Every teacher has that harbinger of summer’s end and the school year’s genesis. For me — as a teacher — it was the crepe myrtle. In mid-summer, the small, pink blossoms of the crepe myrtle trees bathe streets and neighborhoods in sprays of rich color. Then their blossoms rain profusely upon streets, cars, lawns, decks and porches. In the fall, their leaves turn a mixture of yellow golds and warm reds. When they fall to the ground, the naked trees stand like sentinels, their gnarled limbs and barks reflecting a ghostly white. Sometimes, landscapers become a bit extreme — i feel — and chop off all the thin branches and saw the thicker ones.
“I hate pruning!” I heard myself say this morning as I noticed the mutilated ones, stretching forth like arthritic hands with severed fingers. It seems so cruel to attack them that way. I know, I know, in the summer, their leaves will be more abundant, their blossoms more numerous and their color richer and deeper because of the pruning.
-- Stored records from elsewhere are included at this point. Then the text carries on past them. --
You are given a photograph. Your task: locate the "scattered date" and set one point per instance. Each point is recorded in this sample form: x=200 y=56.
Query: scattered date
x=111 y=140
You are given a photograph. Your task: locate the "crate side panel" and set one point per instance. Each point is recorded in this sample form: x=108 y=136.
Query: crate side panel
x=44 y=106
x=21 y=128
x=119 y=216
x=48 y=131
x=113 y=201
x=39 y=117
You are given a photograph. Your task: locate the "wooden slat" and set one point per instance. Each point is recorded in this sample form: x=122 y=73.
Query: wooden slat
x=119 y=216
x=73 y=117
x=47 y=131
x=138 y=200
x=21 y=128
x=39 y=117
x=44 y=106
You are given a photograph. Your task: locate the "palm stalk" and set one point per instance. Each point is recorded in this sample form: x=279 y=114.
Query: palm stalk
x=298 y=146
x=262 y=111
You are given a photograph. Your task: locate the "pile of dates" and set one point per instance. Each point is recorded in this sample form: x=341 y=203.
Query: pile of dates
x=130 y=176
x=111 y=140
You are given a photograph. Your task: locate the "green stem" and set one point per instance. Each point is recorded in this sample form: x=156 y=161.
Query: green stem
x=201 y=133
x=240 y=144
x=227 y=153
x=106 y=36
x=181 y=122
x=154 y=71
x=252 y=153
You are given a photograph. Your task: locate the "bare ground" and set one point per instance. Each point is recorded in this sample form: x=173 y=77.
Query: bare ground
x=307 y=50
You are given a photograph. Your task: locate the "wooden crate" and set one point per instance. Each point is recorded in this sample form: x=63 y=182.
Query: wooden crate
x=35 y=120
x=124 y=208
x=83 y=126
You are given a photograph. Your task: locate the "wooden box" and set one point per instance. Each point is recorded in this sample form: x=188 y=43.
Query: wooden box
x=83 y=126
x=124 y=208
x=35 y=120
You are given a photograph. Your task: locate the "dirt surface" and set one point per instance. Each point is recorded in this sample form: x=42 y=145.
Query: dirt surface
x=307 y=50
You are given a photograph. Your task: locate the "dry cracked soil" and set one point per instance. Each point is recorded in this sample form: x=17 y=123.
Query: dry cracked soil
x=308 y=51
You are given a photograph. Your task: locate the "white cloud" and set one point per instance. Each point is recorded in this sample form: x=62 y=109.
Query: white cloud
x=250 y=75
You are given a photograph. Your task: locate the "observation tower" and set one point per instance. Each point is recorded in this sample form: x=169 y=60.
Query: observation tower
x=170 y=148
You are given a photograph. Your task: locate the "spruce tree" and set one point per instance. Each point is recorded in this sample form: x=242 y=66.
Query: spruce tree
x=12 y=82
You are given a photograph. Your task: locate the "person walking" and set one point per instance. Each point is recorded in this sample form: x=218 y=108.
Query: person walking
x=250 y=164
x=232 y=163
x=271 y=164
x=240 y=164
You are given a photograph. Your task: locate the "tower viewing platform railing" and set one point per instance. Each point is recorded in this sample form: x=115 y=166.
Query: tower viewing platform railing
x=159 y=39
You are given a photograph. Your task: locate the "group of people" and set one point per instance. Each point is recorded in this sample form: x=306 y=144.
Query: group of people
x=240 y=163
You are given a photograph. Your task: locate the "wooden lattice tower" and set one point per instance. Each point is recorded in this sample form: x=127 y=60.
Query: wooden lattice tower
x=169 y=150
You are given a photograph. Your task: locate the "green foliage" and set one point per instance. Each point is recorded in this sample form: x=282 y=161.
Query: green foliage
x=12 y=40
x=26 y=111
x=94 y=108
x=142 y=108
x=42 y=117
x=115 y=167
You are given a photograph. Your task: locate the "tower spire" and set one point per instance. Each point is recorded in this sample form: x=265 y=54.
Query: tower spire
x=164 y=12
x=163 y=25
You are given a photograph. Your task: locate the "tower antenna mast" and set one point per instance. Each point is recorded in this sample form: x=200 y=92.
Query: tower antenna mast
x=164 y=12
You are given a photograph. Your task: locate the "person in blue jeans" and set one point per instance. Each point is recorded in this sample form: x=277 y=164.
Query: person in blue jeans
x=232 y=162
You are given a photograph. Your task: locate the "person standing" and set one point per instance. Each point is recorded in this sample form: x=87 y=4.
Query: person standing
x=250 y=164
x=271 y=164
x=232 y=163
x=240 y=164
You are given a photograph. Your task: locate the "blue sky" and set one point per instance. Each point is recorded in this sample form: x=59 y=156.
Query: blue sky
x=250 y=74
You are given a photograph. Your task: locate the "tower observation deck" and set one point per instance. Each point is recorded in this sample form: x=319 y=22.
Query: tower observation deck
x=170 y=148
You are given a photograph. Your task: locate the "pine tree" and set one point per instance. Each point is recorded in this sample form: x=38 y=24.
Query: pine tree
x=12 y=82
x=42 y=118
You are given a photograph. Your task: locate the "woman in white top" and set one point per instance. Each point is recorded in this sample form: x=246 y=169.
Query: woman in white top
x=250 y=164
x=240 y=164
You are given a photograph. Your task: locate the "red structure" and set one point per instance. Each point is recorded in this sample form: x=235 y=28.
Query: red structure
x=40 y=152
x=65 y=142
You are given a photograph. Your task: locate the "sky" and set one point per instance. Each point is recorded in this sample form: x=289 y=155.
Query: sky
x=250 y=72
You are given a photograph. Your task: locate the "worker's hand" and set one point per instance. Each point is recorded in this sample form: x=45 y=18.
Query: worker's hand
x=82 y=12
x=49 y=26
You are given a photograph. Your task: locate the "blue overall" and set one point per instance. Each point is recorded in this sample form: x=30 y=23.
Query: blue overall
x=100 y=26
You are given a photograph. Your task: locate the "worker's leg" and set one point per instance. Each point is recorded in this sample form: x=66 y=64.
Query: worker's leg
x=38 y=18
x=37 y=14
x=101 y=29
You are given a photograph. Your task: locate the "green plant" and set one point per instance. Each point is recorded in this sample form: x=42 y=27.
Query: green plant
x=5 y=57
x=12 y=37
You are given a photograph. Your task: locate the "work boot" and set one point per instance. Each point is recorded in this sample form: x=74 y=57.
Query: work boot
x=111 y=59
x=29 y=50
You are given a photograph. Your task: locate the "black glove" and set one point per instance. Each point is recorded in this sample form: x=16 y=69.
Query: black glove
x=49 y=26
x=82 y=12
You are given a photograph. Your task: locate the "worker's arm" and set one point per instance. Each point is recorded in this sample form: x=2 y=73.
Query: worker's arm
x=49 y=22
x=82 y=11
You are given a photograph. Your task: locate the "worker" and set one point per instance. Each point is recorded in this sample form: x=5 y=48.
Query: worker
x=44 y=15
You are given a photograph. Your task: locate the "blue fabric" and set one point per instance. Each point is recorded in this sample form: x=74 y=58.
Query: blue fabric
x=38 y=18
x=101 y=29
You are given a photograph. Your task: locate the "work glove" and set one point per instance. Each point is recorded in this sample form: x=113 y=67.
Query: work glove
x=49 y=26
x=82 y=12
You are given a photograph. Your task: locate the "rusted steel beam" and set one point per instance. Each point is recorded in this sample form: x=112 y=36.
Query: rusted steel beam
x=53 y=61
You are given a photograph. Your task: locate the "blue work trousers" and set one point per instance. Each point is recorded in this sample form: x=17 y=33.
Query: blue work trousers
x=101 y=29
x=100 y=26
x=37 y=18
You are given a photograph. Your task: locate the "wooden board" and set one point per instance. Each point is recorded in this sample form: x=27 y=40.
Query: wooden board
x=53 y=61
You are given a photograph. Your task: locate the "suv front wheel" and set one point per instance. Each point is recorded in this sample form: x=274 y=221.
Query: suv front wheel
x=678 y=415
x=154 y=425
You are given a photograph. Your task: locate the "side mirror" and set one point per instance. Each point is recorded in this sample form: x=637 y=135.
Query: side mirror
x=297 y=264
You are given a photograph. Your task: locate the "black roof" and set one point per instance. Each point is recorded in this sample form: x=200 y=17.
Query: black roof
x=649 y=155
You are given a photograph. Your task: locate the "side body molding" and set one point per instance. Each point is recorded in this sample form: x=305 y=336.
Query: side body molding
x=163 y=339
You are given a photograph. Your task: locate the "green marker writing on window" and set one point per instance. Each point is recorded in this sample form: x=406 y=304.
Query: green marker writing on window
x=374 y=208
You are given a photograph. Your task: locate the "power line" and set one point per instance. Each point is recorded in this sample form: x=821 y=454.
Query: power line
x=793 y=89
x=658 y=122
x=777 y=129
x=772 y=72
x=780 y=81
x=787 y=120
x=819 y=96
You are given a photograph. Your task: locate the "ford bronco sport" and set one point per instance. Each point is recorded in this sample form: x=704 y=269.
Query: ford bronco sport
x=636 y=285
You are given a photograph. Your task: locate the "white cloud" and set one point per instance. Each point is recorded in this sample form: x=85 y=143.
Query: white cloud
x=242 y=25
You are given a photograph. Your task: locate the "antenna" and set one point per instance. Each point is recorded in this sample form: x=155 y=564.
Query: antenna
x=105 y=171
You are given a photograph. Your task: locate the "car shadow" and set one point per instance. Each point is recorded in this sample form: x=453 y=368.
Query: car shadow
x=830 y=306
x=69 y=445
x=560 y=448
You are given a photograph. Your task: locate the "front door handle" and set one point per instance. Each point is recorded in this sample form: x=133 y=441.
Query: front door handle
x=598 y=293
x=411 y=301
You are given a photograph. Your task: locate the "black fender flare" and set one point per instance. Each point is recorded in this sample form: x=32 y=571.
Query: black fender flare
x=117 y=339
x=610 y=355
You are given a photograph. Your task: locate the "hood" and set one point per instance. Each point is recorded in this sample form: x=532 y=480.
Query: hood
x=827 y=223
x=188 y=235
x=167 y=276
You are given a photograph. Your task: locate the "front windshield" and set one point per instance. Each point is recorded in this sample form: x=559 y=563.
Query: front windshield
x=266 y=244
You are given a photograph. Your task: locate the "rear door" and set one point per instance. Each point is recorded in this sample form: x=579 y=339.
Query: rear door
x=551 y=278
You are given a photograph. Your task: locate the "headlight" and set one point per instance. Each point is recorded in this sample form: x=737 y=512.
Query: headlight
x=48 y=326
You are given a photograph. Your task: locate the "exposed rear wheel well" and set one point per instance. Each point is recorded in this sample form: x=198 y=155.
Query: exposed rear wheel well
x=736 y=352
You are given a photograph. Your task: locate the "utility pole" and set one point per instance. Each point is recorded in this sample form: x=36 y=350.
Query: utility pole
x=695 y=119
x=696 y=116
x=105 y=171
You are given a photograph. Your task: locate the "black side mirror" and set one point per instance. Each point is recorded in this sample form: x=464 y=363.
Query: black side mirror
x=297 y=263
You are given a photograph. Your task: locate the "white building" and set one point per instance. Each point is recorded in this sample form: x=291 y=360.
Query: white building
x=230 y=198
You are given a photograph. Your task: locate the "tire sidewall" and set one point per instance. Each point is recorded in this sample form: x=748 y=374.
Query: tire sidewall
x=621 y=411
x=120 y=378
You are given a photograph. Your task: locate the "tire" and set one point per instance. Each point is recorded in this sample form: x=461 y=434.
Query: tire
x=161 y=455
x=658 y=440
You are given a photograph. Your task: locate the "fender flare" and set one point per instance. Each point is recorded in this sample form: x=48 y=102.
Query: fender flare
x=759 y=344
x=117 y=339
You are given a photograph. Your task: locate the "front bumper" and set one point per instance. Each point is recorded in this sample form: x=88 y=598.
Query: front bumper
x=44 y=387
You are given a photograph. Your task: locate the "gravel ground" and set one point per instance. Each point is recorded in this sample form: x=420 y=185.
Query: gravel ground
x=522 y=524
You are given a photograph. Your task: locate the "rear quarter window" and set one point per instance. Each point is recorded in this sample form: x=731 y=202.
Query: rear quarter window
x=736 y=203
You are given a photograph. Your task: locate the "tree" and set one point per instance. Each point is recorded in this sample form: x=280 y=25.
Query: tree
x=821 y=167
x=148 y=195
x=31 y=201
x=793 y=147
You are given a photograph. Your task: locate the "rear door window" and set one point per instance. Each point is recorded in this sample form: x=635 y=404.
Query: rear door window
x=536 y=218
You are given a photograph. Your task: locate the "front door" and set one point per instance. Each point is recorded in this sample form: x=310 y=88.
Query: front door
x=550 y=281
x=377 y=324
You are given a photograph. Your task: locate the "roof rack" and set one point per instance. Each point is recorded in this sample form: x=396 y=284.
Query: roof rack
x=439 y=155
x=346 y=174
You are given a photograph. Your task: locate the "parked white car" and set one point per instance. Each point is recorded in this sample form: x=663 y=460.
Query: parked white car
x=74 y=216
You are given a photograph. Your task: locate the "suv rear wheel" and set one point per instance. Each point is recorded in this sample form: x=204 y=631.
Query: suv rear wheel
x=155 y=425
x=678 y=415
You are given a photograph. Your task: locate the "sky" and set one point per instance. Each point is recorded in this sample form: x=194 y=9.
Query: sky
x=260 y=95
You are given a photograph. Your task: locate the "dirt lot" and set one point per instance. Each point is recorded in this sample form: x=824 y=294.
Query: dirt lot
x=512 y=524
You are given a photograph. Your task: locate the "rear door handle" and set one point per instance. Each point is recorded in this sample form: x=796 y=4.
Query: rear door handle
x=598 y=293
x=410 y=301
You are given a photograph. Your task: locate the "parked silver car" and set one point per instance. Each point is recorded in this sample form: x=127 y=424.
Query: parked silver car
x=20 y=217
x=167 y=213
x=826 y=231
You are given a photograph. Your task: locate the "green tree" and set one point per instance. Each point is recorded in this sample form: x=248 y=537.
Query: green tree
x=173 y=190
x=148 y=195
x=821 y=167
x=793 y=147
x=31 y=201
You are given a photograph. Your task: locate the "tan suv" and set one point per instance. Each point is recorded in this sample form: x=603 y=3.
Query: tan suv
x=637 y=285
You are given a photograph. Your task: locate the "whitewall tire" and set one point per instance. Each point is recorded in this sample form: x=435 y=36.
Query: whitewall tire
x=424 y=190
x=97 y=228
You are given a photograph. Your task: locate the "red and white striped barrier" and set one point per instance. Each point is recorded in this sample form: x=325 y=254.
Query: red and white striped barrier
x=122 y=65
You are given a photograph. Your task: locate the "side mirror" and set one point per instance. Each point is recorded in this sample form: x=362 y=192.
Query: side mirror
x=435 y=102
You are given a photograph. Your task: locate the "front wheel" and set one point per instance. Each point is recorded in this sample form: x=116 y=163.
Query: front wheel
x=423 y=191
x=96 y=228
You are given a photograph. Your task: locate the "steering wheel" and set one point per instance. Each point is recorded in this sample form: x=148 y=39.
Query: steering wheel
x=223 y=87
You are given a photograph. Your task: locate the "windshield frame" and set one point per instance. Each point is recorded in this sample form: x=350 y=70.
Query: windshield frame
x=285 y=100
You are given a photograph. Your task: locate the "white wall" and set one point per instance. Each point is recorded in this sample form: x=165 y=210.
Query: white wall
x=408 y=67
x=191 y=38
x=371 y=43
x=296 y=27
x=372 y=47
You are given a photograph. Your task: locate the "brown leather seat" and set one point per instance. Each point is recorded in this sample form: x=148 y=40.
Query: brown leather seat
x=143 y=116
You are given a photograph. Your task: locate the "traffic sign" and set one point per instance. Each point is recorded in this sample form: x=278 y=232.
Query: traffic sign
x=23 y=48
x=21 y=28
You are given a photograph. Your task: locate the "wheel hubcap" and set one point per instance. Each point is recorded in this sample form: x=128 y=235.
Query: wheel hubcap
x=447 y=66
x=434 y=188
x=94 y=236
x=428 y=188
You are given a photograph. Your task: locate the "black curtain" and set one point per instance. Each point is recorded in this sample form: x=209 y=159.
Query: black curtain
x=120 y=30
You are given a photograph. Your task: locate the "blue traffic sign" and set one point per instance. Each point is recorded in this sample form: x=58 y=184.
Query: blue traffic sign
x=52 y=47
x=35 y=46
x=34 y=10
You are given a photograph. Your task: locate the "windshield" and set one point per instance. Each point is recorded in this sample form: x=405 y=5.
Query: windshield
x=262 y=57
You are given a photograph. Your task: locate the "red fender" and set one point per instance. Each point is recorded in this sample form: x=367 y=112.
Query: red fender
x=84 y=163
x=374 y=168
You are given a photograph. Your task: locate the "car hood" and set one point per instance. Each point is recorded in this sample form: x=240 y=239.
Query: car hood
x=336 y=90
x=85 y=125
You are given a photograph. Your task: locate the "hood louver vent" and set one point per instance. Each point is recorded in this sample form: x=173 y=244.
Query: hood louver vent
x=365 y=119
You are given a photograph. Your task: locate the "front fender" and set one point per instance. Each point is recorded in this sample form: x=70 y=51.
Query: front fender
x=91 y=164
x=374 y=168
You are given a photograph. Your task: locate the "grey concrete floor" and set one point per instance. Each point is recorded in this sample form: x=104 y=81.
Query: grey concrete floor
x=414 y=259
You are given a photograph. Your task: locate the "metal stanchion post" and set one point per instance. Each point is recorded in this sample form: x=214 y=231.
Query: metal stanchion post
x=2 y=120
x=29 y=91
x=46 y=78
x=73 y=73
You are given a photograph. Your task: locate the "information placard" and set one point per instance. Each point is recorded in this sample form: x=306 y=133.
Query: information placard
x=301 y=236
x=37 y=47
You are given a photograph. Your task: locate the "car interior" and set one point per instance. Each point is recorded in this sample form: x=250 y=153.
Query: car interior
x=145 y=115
But for now – the look of them against a gray landscape — is downright ghastly.
What do I look like broken from my troubles, practically impotent from my adversity? It’s downright depressing–indeed ghastly! But through my troubles and adversities I learn obedience. Yeshua learned obedience through the things that he suffered (Hebrews 5:8), through his own pruning! Someone — Max Lucado, I believe — said that God is not trying to make us happy; He is trying to make us holy! Pruning is the only way! He sees up ahead. He sees the abundant fruit that will be our harvest! He sees the rich color of a life fit for the master’s use!
Abba, we need your eyes, your vision! We hate trouble! We hate to be in it! We hate to feel it! But it is necessary! Let us think it not strange the fiery trials that have come to try us (I Peter 4:12)! We will be a blooming tree, the tallest in the garden. And all the birds of the air will come and nest in this full tree that subjected itself to the Lord’s pruning.
APPLICATION: Can you imagine how God sees you after pruning? What do you see?